How this skill works
The pipeline runs three stages: (1) GRN inference using RegDiffusion on raw count data to predict TF→target importance, (2) regulon pruning with cisTarget motif rankings and motif-to-TF annotations to keep direct targets, and (3) AUCell scoring to quantify regulon activity in each cell. The skill validates database presence, checks raw-count layers and gene-name conventions, and stores adjacencies, regulons, AUCell matrices, and intermediate modules for downstream analysis.
When to use it
- Inferring transcription factor regulatory networks from single-cell or bulk RNA-seq counts.
- Identifying regulons (TF + direct target gene sets) and master regulators for cell types.

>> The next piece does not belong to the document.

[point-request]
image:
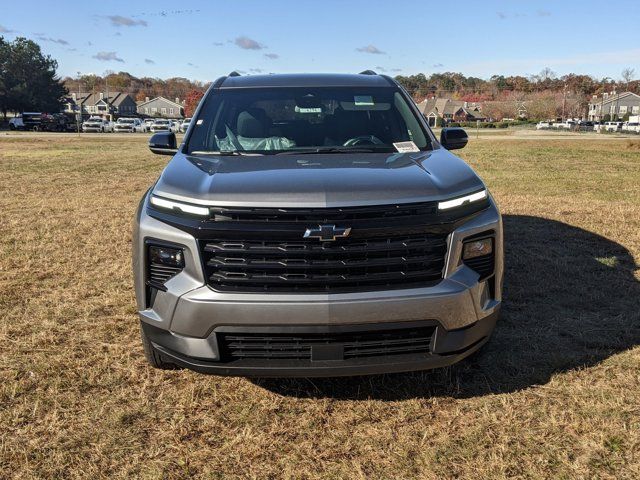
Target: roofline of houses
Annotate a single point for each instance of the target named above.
(179, 105)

- Scoring regulon activity per cell for regulon-based clustering or cell-type annotation.
- Comparing regulon specificity across annotated cell types using RSS.
- Visualizing TF activity on embeddings and plotting TF→target networks for interpretation.
Best practices
- Provide raw (non-log) counts in a named layer (e.g., adata.layers['counts']) — RegDiffusion requires count-level variance.
- Download species-appropriate cisTarget .feather ranking databases and motif .tbl files before running; missing DBs are the most common failure.
- Filter HVGs to ~2000–3000 genes for tractable runtime and memory; reduce HVGs if pruning causes MemoryError.
- Ensure gene name case matches the database species (mouse mixed-case, human uppercase) to avoid empty regulons.
- Set n_jobs to match available CPU cores; reduce parallelism if memory is constrained.
- Validate existence of db_glob with glob.glob and check motif_path file before starting.
Example use cases
- Run SCENIC on mouse hematopoiesis scRNA-seq to find master regulators per annotated cell type.
- Infer GRNs from spatial transcriptomics counts and map regulon activity onto tissue embeddings.
- Score and binarize regulon activity to identify on/off programs for downstream differential activity tests.
- Prune co-expression modules to direct regulons and visualize top TF→target edges for publication figures.
- Compute RSS to rank TFs specific to rare cell populations for follow-up experiments.
FAQ
Use a layer containing raw counts (not log-transformed). Typical names: 'counts' or 'raw_count'. If max expression <20, your data may be log-transformed.
Why do I get zero or very few regulons after pruning?
Most cases are due to gene-name mismatch with the cisTarget database or using log-transformed inputs. Check gene case (mouse mixed-case, human uppercase) and ensure raw counts are supplied.